Building money gradually and consistently is the goal of effective financial planning. Setting precise goals, saving regularly, investing those resources, and safeguarding your assets are all part of it.
6 Common financial mistakes –
1. Money Lying idle in bank's saving account
This comes on top of common financial mistakes For most people, money is best saved in a savings account. The interest earned on your savings could be used to save and multiply your wealth over time.
2. Not giving your investments time to grow
Time is crucial when it comes to investing. To optimize your earnings, you should hold investments for as long as possible. There is a quote "You invest with the expectation of fair returns over a lengthy period of time,"

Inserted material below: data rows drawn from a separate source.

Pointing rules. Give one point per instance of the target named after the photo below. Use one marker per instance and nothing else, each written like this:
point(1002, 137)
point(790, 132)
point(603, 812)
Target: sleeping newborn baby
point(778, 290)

Investors pulling out of an investment because they did not double their money in a set amount of time, usually days or weeks, is a common mistake Williams sees.
3. Ignoring inflation
While taking into account a rise in income over time, it's also important to factor in increased expenses and a decrease in the worth of money due to the annual overall increase in prices of popular products and services.
Over there on "safe" investments like savings accounts, bank FDs, and government bonds will result in your portfolio returning less than the rate of inflation.
4. Investing Cash You Can't Afford to Lose
Studies demonstrate that putting money into the market in large amounts rather than small amounts yields a higher total return, but this doesn't mean you should invest your whole savings account at once.
If you only have enough cash to invest or an emergency cash reserve, you are not in a financial position where investing makes sense.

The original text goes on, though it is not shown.